Climbing race 3:00:00 [5]
Banff comp, scramble format. Felt great and was just trying to onsight as many routes/ boulders as possible. After warming up I began by doing 28 by watching Kyle and Matt onsight/ flash it. Next I think that I tried 32 and fell near the beginning because I messed up the sequence, so I drifted over to the other side of the gym where I tied into number 29, which was a stemmy sort of route, and I successfully onsighted it. Beside that there was 36 and I had seen a couple of the boys that were much stronger then me struggling with the start because they didn't have the sequence correctly figured out and so on my third try I was able to balance my way around to the next obstacle, which was a big blue feature, sort of in the shape of a slice of an orange just glued to the wall with the peel facing down. There I couldn't figure out how to get around it so I struggled for a couple minutes, getting pumped before finally falling off the wall. When I came down Eva told me that I need to like lean over and do sort of a muscle up and sticking my foot underneath me. That worked, therefore I got over it and ended up pressing into the small roof.
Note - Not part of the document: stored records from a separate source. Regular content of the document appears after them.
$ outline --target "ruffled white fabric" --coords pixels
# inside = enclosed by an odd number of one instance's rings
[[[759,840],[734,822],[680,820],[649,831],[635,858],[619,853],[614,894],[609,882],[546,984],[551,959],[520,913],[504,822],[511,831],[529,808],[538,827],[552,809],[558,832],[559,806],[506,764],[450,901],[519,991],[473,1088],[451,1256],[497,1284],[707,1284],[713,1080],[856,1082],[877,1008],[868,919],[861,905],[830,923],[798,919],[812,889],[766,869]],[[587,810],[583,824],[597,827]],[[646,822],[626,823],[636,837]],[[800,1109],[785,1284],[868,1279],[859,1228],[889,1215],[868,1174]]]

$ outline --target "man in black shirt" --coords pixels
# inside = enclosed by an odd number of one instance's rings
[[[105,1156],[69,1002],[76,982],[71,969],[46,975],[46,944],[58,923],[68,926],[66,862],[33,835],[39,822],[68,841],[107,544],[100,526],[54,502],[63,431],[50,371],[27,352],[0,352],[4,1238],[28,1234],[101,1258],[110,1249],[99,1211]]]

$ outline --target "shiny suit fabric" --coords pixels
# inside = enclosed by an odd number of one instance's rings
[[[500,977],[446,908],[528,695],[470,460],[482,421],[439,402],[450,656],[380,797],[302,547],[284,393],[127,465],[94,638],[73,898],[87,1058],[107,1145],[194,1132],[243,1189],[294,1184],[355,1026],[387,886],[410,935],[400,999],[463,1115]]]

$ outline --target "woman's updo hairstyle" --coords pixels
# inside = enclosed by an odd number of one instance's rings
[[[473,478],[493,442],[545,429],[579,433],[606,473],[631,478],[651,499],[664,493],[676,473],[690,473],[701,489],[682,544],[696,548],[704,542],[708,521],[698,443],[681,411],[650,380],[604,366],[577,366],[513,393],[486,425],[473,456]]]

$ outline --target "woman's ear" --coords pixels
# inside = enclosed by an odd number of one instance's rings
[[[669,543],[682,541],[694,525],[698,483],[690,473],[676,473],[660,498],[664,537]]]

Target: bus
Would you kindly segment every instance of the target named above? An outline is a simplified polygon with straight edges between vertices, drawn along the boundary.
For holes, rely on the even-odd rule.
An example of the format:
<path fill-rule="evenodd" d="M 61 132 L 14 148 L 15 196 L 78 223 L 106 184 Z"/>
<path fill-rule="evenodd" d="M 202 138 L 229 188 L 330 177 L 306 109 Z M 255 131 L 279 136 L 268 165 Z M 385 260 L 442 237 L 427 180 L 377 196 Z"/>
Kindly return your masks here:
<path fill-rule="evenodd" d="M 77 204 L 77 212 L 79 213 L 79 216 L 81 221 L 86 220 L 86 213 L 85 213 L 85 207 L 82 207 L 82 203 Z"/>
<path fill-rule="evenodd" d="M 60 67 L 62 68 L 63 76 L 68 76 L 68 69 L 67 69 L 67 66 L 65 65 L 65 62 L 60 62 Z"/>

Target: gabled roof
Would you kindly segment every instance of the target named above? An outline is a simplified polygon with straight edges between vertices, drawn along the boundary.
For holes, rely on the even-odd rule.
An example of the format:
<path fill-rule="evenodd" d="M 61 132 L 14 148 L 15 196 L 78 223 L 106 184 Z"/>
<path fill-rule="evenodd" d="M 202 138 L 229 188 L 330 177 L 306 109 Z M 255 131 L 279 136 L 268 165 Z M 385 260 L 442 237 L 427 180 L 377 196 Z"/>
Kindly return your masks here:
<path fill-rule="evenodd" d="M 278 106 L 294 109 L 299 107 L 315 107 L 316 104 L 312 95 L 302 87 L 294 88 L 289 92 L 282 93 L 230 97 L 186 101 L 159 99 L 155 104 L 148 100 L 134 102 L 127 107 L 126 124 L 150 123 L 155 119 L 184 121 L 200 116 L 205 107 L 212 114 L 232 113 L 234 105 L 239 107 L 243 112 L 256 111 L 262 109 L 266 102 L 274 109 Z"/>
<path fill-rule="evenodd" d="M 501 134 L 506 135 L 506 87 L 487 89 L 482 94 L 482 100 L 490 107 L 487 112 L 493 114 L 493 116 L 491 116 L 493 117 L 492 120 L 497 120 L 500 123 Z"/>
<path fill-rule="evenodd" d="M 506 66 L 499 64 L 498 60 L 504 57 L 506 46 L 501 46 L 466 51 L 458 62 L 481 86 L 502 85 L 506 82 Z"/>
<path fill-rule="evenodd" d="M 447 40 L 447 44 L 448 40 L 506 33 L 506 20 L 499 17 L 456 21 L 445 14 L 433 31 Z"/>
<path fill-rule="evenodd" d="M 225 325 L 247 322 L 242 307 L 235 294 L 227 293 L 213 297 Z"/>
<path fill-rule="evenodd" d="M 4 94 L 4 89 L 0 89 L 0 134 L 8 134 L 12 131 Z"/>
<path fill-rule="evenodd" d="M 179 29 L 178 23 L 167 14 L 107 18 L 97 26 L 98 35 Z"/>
There was now an orange sloper that I could barely hold onto (other people were holding it with two hands and trying to rock over to the next crimp. I on the other hand could not possibly, do that so I shifted as far as I could to the left under the overhang and then placed my foot onto a feature, with my right hand on the really bad orange sloper, where I then released my left and was able to grab the quite positive crimp. At that point I was pumped and so I couldn't do the next move statically therefore I fell off and had to get some more problems because I only had 2.
That comp was the funnest climbing comp that I had ever been to, full of onsights, close calls, and great climbing.